Temperature and salinity appear to be important factors determining the distribution and abundance of copepods. In the Indo-West Pacific, A. (O.) pacifica  occurs in the tropical and subtropical zones of the Pacific and Indian oceans. In the East China Sea (subtropical zone), A. (O.) pacifica  was abundant in August (salinity 15.0) in the Changjiang (Yangtze River) Estuary, China ( Gao et al. 2008), while in Korean waters, A. (O.) pacifica  is strictly stenohaline, occurring waters of more than 32 in salinity ( Moon et al. 2008).
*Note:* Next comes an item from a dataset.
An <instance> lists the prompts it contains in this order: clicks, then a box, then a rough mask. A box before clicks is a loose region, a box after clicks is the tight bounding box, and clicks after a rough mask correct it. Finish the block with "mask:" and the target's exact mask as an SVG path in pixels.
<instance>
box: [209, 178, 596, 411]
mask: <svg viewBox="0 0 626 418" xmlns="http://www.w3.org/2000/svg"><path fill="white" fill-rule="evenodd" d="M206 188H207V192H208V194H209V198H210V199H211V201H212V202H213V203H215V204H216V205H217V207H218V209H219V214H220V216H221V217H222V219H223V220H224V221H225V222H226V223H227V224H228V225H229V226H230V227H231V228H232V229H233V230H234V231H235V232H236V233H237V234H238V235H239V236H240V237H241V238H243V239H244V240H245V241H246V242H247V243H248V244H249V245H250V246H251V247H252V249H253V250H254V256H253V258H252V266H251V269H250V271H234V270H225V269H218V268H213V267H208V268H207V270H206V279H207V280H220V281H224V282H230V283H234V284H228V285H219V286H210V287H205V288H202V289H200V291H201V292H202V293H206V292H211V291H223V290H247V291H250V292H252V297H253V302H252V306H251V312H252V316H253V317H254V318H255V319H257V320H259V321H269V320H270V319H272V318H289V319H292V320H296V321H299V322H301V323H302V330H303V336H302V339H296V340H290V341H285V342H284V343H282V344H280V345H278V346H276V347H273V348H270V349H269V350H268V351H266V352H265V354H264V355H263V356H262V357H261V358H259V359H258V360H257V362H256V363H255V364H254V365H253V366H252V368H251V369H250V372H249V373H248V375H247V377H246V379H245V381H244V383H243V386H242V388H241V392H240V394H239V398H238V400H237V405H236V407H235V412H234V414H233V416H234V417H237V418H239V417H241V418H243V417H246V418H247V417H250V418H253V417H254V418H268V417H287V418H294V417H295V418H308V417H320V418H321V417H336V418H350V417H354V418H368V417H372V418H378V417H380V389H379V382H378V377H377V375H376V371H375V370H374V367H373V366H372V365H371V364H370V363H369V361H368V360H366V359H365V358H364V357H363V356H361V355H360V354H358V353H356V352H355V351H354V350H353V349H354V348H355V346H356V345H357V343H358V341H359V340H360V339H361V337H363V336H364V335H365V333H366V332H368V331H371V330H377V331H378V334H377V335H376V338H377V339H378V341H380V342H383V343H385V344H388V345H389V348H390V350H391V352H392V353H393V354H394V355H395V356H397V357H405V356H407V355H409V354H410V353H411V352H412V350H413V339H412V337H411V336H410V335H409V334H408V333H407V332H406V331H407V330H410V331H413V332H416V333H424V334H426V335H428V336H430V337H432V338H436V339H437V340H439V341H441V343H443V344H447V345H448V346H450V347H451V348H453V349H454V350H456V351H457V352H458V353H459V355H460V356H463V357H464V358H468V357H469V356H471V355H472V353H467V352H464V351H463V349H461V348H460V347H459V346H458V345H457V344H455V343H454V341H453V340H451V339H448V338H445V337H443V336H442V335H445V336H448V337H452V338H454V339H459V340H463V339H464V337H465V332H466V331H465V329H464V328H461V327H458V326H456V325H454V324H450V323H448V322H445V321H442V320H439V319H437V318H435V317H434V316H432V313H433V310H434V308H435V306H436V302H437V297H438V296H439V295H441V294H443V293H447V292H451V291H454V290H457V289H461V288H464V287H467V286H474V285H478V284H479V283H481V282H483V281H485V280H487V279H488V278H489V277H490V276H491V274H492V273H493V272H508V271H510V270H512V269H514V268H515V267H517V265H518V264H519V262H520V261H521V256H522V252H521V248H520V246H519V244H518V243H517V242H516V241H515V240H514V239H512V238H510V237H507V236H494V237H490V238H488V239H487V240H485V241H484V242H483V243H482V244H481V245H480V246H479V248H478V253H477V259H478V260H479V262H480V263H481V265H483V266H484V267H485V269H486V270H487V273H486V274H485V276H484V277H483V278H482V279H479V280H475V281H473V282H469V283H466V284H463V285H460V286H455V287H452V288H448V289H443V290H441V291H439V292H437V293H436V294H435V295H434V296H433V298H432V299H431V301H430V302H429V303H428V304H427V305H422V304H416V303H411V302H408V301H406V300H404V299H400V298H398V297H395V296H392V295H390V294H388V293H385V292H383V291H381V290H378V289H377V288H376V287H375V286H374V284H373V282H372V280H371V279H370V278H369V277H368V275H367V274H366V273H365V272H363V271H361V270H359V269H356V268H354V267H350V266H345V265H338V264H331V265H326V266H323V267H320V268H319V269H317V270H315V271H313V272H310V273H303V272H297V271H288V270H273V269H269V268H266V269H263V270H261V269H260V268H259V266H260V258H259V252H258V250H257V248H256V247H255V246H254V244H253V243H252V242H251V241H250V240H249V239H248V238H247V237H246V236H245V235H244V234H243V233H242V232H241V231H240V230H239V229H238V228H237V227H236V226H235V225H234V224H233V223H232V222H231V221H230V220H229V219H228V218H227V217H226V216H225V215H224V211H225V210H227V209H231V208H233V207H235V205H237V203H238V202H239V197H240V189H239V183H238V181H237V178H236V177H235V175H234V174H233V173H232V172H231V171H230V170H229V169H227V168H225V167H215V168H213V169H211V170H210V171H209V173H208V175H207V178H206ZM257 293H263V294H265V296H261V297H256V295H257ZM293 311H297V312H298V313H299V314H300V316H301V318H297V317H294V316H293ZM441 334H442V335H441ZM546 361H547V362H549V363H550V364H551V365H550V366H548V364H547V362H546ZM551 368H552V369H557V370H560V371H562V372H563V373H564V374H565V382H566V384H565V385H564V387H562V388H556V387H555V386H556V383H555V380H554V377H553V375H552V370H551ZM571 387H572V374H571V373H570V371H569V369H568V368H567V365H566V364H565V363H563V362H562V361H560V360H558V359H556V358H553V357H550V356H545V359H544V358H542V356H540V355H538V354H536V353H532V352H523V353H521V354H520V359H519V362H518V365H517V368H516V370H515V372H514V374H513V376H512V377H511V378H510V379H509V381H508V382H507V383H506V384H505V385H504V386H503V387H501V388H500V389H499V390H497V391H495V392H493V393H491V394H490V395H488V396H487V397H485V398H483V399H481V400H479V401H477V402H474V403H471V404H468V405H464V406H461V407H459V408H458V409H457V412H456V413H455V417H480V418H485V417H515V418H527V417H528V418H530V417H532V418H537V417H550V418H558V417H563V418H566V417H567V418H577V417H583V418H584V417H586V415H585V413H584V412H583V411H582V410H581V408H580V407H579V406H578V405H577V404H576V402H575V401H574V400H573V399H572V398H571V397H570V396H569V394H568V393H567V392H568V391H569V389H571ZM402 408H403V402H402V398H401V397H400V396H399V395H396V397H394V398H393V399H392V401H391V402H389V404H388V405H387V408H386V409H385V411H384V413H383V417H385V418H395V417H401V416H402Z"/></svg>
Kang (2011) also observed the A. (O.) pacifica  and A. (O.) erythraea  in Korean waters with temperature ranges of 18.0-27.2 °C and 14.6-26.4 °C and salinity ranges of 21.0-32.9 and 21.0-33.7, respectively. In Japanese waters A. (O.) ohtsukai  was found in the estuary of the Rokkaku River, Ariake Bay in surface waters, where water temperature was 29.0 °C and salinity was 5.0, while A. (O.) pacifica  was found in waters of 26.0 °C and 33.0 in the Seto Inland Sea, Japan ( Ueda and Bucklin 2006). Furthermore, A. (O.) pacifica  was dominant in Moreton Bay, Queensland waters with temperature ranges above 22.0 °C and salinities ranging from 34.0 to 36.5 ( Greenwood 1981).

In the tropical zone, A. (O.) edentata  sp. n. specimens were collected in the Philippines during the rainy season (August 2013), when water temperature and salinity were 30.2 °C and 33.5, respectively. In contrast, A. (A.) tsuensis  represents the dominant species in brackish pond water from Panay Island in central Philippines during the dry season (November - April), with salinity ranging from 14.0 to 40.0 ( Golez et al. 2002).

In Bintulu, Sarawak, Malaysia, Johan et al. (2013) compared to A. (O.) pacifica  in coastal waters with temperatures of 28.8-29.0 °C and high salinities (24.0-32.0). In the Indian waters, Wellershaus (1969) recorded the occurrence of female specimens of A. (O.) pacifica  in waters with salinity ranging from 10.0 to 30.0, including in the Andaman Sea, Thailand (Surin Islands National Park, Phang Nga Province), A. (O.) pacifica  were abundant in waters with temperatures of 29.7-31.0 °C and salinities ranging from 29.9 to 35.8 ( Treeramaethee et al. 2013). However, we concluded that three species of Acartia  appear to occupy water bodies differing in temperature and salinity of the tropical and subtropical zone of the Pacific and Indian oceans (Fig. 7).